November's job numbers were reasonably good -- 178,000 new jobs were created and the unemployment rate dropped to 4.6 percent.
As usual, the main story by Susan Jones emphasized the labor force participation rate, which is not a reliable measure of unemployment. She didn't report the number of jobs created until the 10th paragraph, and she waited until near the end of the article to allude to why focusing on the labor force participation rate is meaningless: much of it is made up of students and the retired, who are not looking for jobs.
But CNS also churned out four more articles to downplay the good news:
Michael W. Chapman wrote about the high black unemployment rate, yet again failing to put the number into context -- black unemployment has always been double that of white unemployment.
Chapman also touted what he called was "real unemployment rate ," a factual misnomer since that particular number counts people are employed part-time but seeking full-time work.
Jones wrote an article about how "The economy lost 4,000 manufacturing jobs between October and November," but she ignores CNS' own research showing that manufacturing jobs have been on a steady overall decline for about 30 years.
Chapman tossed out one last bit of cherry-picking with an article claiming that "the number of American workers unemployed for 15 weeks or more was 2,933,000." But Chapman omits the fact that this is the first time sinceJune 2008 that this number has been below 3 million, and that the number is one-third of that in April 2010, at the height of the recession. But that would have been good news, and Chapman doesn't want to report any of that while Obama is president.

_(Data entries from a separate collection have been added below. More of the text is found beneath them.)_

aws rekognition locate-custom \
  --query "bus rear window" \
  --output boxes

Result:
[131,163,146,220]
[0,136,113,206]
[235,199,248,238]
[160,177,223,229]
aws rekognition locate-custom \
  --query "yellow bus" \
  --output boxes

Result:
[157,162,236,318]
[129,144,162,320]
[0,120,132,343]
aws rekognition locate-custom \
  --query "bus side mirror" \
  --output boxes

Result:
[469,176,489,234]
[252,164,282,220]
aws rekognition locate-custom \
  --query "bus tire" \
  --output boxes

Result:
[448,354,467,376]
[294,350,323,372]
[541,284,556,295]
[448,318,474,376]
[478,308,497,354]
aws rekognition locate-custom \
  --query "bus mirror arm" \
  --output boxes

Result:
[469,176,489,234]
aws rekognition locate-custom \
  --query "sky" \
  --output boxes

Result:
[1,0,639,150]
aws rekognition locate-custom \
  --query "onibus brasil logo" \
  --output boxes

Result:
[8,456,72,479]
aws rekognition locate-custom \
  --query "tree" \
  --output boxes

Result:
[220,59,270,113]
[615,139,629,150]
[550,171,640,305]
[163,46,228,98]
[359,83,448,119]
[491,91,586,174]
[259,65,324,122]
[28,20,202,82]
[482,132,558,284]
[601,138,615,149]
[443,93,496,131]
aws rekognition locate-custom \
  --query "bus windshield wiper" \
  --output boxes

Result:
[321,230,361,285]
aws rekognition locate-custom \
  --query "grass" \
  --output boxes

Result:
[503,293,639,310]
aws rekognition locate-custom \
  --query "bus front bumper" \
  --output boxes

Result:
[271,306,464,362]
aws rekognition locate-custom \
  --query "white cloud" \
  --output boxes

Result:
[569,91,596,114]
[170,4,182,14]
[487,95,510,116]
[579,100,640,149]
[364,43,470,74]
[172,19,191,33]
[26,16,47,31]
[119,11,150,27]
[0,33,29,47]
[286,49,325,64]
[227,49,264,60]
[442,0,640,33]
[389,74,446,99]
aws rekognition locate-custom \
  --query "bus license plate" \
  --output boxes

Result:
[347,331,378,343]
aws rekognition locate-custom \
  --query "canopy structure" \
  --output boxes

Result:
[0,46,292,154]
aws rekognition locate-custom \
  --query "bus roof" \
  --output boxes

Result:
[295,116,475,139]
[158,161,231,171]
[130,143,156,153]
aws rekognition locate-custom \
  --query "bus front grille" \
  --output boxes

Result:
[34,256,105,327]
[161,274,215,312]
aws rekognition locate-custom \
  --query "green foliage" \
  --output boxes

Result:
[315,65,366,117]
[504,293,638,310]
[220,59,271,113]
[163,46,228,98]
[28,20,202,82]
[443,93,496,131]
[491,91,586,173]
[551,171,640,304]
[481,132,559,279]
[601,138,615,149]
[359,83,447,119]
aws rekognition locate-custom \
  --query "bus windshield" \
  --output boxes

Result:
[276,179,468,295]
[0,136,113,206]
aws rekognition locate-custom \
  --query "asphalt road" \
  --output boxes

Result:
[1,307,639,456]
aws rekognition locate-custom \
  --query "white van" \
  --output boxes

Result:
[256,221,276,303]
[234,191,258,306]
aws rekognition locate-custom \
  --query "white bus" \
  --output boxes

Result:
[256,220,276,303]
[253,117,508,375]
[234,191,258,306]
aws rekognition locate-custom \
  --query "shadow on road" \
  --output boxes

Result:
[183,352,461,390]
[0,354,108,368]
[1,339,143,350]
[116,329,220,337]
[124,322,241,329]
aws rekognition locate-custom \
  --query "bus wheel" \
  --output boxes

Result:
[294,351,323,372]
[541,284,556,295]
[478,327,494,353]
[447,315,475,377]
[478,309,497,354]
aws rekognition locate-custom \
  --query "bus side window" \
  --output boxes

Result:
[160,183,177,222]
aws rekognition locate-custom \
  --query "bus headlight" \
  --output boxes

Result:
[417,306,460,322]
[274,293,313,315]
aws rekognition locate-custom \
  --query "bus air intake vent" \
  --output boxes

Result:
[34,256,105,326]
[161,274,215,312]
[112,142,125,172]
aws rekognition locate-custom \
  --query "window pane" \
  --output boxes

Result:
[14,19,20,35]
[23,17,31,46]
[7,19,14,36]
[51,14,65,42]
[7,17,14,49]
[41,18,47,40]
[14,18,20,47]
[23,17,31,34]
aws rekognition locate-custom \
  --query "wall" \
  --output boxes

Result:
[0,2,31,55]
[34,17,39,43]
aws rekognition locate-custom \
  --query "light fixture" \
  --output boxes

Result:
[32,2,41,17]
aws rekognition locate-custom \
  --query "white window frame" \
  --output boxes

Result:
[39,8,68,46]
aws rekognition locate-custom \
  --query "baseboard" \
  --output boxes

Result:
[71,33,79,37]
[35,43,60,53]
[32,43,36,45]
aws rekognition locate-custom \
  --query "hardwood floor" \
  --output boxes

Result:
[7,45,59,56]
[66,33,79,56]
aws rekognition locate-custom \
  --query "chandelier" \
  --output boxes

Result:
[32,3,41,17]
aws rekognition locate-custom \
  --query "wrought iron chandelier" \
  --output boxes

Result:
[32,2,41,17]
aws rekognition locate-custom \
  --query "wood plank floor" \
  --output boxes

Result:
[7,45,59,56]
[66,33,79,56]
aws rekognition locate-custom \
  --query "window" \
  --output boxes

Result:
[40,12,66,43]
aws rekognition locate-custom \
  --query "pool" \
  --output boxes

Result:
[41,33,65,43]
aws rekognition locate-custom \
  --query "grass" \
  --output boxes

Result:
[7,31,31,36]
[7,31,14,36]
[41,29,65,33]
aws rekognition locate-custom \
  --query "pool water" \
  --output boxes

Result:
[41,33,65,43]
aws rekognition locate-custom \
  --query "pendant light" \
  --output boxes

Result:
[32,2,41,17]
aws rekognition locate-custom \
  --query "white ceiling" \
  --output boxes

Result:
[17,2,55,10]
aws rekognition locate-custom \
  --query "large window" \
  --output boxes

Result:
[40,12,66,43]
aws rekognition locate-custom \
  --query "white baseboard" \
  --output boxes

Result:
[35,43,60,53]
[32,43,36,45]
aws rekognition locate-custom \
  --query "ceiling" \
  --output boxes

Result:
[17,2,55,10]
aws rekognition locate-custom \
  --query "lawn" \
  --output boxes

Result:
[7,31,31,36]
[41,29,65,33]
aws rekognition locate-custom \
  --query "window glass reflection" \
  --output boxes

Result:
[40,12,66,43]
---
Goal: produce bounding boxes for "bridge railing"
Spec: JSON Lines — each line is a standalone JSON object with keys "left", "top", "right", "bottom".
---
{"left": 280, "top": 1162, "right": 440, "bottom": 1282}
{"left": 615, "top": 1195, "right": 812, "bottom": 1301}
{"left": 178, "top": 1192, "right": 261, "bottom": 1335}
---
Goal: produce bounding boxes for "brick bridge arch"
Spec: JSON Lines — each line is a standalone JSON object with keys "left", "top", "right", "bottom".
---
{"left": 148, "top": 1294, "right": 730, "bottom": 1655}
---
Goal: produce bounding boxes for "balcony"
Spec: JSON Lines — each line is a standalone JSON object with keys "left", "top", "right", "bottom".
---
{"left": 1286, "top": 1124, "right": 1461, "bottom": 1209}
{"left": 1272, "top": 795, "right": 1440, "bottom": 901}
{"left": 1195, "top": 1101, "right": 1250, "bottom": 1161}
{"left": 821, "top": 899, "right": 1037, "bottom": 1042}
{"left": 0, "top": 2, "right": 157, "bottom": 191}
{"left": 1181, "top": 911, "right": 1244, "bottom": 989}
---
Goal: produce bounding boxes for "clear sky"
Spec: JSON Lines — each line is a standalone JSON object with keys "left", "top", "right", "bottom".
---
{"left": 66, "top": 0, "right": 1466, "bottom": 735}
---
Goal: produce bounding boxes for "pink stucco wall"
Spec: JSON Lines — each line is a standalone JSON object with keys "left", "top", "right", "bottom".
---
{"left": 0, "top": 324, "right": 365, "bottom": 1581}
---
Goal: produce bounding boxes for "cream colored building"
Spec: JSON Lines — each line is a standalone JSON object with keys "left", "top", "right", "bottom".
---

Mesnwhile, the Media Research Center at large is apparently getting into the distrction business as well. A Dec. 2 post by Sam Dorman highlights how Fox Business' Stuart Varney called the numbers "weak" and how his Fox Business colleague Ashley Webster criticized the weakness of the Obama recovery, arguing that the country was seven years into a recovery and the labor force participation rate continued its decline."Dorman then cited the CNS article touting the high labor force participation rate -- but not that baby-boomer retirees are helping to drive up that number.